Thursday, July 30, 2015

power - Plugging in USB device shorts out USB hub


My device is 12V DC and takes a maximum to 1.08 Amps. The cable is split where one end goes into power and the other end goes into USB.


Works:


Plug device power into 120V AC adapter which converts to 12V DC 1.08A.


Does not work:


Plug straight into 12V DC


Device powers on in both scenarios because the LED blinks green. One interesting difference is that the LED blink is shorter when connected to straight DC (Battery) Power.


Note: The battery is a 11.1V LiPo. I have a DC step-up booster connected which is putting out a steady 12V to my device. I've testing a 12V 5A computer on this same line and it works fine.


What should I do / check to find out why this is not working?



  • Powered USB wire is a split cable - 2 lines in 1 line out

    • Can plug into AC 120V Adapter (works)
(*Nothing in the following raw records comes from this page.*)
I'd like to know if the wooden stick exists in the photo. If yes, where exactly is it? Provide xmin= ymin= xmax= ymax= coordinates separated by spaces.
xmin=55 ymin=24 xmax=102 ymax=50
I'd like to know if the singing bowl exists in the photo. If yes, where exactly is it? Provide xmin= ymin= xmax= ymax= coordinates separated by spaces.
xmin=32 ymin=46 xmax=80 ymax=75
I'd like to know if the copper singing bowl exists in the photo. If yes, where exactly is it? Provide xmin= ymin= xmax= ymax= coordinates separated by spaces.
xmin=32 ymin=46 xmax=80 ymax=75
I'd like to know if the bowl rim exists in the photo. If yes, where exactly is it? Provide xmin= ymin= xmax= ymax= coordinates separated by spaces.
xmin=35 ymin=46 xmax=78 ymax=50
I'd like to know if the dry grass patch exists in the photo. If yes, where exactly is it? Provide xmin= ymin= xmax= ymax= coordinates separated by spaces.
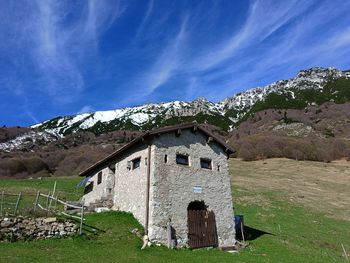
xmin=230 ymin=158 xmax=350 ymax=221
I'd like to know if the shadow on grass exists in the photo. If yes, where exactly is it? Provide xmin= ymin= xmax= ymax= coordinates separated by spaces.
xmin=66 ymin=217 xmax=106 ymax=234
xmin=237 ymin=225 xmax=273 ymax=241
xmin=82 ymin=223 xmax=107 ymax=234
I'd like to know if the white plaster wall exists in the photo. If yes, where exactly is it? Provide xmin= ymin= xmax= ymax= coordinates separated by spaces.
xmin=82 ymin=167 xmax=115 ymax=206
xmin=113 ymin=144 xmax=155 ymax=226
xmin=148 ymin=129 xmax=235 ymax=247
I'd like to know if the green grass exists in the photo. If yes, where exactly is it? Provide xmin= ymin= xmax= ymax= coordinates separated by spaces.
xmin=233 ymin=190 xmax=349 ymax=262
xmin=0 ymin=173 xmax=349 ymax=262
xmin=0 ymin=177 xmax=83 ymax=215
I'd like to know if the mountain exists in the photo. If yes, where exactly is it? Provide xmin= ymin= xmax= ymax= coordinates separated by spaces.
xmin=222 ymin=67 xmax=350 ymax=123
xmin=32 ymin=99 xmax=229 ymax=135
xmin=228 ymin=102 xmax=350 ymax=162
xmin=31 ymin=67 xmax=350 ymax=137
xmin=1 ymin=66 xmax=350 ymax=178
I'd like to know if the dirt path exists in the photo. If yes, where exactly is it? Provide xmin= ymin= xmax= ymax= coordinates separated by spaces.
xmin=230 ymin=158 xmax=350 ymax=221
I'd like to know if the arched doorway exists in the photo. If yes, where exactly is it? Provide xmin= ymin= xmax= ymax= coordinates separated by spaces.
xmin=187 ymin=200 xmax=218 ymax=248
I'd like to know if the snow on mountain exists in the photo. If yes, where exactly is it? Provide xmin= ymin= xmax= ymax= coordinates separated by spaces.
xmin=220 ymin=67 xmax=349 ymax=122
xmin=32 ymin=98 xmax=225 ymax=136
xmin=0 ymin=131 xmax=58 ymax=152
xmin=26 ymin=67 xmax=350 ymax=138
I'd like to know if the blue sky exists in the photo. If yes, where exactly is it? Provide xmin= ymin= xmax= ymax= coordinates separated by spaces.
xmin=1 ymin=0 xmax=350 ymax=126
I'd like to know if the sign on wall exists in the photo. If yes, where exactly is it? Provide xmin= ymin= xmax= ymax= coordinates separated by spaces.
xmin=193 ymin=186 xmax=202 ymax=193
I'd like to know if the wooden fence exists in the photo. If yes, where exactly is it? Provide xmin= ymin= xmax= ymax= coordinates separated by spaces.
xmin=0 ymin=182 xmax=85 ymax=235
xmin=34 ymin=192 xmax=85 ymax=234
xmin=0 ymin=191 xmax=22 ymax=216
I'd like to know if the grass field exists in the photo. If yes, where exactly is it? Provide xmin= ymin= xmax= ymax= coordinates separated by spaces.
xmin=0 ymin=158 xmax=349 ymax=262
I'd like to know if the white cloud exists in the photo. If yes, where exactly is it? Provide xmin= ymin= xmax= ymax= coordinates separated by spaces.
xmin=133 ymin=0 xmax=320 ymax=101
xmin=134 ymin=0 xmax=154 ymax=38
xmin=186 ymin=0 xmax=316 ymax=72
xmin=0 ymin=0 xmax=124 ymax=104
xmin=78 ymin=105 xmax=95 ymax=114
xmin=138 ymin=16 xmax=188 ymax=94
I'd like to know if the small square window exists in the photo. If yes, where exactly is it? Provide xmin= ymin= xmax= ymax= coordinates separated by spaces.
xmin=176 ymin=154 xmax=189 ymax=166
xmin=200 ymin=158 xmax=212 ymax=169
xmin=109 ymin=164 xmax=116 ymax=173
xmin=84 ymin=182 xmax=93 ymax=194
xmin=132 ymin=157 xmax=141 ymax=170
xmin=97 ymin=172 xmax=102 ymax=184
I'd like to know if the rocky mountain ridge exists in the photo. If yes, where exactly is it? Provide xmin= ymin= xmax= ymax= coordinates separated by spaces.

    • OR can plug into DC 12V Battery (does not work)


  • Device plugs into Powered USB (middle plug)

  • Powered USB plugs directly into USB Hub (right plug)


enter image description here


Answer




I bypassed the 12V DC/DC booster/transformer and went straight to the battery. This works. Any idea what that means?



Yes - I was going to ask you to do that test of powering it direct from the LiPo battery, after I read that the Kinect can use a power supply voltage lower than its nominal 12 V, according to this webpage:



"We found that at 12V the Kinect operates and draws about 0.35A. We kept decreasing the voltage and we found that the minimum operating voltage for the Kinect is about 8.5V. At this level it drew about 0.42A."



The likely cause is because the DC output from cheap boost converters can have lots of ripple at the switching frequency, as well as other potential noise. In other words, although yours says 12 V on the built-in LED voltmeter, that does not mean that its DC output is as smooth as the real DC from a battery, or even from a good-quality mains power adapter.


Ideally, you would use an oscilloscope to view the output voltage from that boost converter, to confirm ripple / noise on the output as the cause, and that's what I was going to suggest - but I guess that if you had an oscilloscope, you would have used it already.


Another way is to test powering your Kinect using only a suitable battery within that input power voltage range of the Kinect mentioned above (e.g. LiPo or lead-acid) - without using a boost converter. If the Kinect then works OK, we can infer the cause of the problem as being the quality of the DC output from your boost converter - and that is what you have done. :-)


Your DC-powered PC (or some other devices) may work OK connected to that boost converter, if they have enough power conditioning on their power inputs to cope with any ripple & noise on the boost converter's output.


Adding extra capacitance or filtering between the output of the boost converter and the power input of your Kinect might allow the Kinect to then work, while using that boost converter. However without an oscilloscope to confirm this hypothesis of the cause, and to help identify what filtering or smoothing is needed, you would be left with trial-and-error about what to try.